# Shoshone Flip Saturday



## Highside (Jul 11, 2008)

Marty's Diner can be wicked at these flows. Spent some time in there a few years ago and lost an oar. I have heard of lots of flips in Shonshone lately. Hope everyone is ok but dont forget that just cause the flows are coming down things get easier.


----------



## Snowy Range (May 3, 2008)

DID YOU SEE THIS POST?? MIGHT BE YOUR PADDLE. "Total yardsale in Shoshone today, and I lost an oar. . . along with the lid to my cooler, and it's contents. The oar is a sawyer polecat.If you find it beer reward. 970-310-7130"


----------



## akorte (Apr 12, 2011)

Sadly not mine. . . I dumped on Monday. Thanks for the heads up!


----------



## Gremlin (Jun 24, 2010)

The ranger at Shoshone said six rafts flipped Saturday. Flows were around 4700 cfs and it was rockin'! We must have been right behind Paco, the emergency vehicles were heading up the bike path and the flipped raft was tied up.

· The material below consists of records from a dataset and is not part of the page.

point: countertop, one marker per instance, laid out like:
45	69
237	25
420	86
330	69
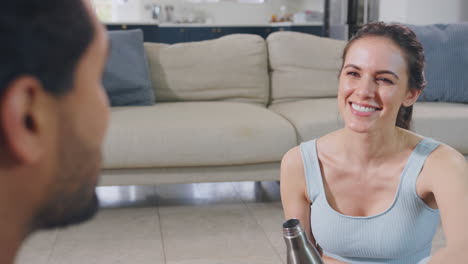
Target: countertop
281	24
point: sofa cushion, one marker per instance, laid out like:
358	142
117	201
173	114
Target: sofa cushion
303	66
446	52
312	118
126	75
195	134
445	122
233	68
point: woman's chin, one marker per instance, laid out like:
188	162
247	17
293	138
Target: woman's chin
359	128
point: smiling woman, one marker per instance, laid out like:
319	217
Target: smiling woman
355	183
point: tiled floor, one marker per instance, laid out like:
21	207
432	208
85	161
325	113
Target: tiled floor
208	223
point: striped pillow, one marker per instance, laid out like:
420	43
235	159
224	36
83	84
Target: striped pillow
446	70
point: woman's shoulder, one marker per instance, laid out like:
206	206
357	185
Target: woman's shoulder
292	160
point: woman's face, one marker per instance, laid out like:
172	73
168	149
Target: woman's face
373	84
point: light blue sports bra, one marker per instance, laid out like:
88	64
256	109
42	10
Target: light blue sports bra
402	234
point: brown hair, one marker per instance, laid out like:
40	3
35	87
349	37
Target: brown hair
406	40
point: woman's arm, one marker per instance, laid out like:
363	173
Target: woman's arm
293	187
448	177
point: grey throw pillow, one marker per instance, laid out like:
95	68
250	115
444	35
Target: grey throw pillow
446	52
126	76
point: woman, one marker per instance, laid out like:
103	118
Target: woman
374	192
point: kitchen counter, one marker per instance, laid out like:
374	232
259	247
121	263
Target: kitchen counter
154	23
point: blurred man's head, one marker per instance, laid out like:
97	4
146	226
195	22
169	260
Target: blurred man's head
53	111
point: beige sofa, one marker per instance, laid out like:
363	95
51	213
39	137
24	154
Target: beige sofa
228	109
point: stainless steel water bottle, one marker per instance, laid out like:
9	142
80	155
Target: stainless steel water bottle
299	249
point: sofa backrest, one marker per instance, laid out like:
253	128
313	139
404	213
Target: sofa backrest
232	68
303	66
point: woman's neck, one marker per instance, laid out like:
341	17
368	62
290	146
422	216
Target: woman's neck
368	148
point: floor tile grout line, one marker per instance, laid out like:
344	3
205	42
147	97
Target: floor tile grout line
160	227
256	221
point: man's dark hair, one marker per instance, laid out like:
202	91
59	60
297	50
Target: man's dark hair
44	39
413	50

I didn't see anyone stuck on rocks. Anyhow, we kept an eye out for gear down to South Canyon but didn't find anything. Also IK'd Grizzly down Sunday and looked in eddies but found nothing. 

Hope the flows hold and be safe, lots of fun!


----------



## swedgen (Mar 29, 2011)

I was damn close to flipping in Marty's on Sunday. Dumped 4 of the 6 people on the boat lost one cataract paddle but all made it to the bank above the wall safely. Thank god for bucket boats


----------



## boaterbrune (Jun 6, 2011)

I was working Sat and saw 2 of the 6 flips on the way up. We were talking and think some rocks slid into the river at the corner above Marty's and is making it a little tougher to get right of it.


----------



## kentuckyed (Jul 12, 2011)

*shoshone carnage*

The wave on river right is called Tuttle's, big lateral, not new but big at current levels. Lots of carnage up there last weekend. I've returned a couple paddles, and picked up more gear w/out names or numbers. Picked up a cooler lid, it is sitting at our boat house. This section is flowing at May/June levels not August levels. Be Careful.


----------



## gwoodcat (Jul 1, 2011)

Saw what I believe was an yellow oar (possibly with blue) on the (railroad) shore today past grizzly but couldn't eddy out quick enough.. I'll try again tomorrow.


----------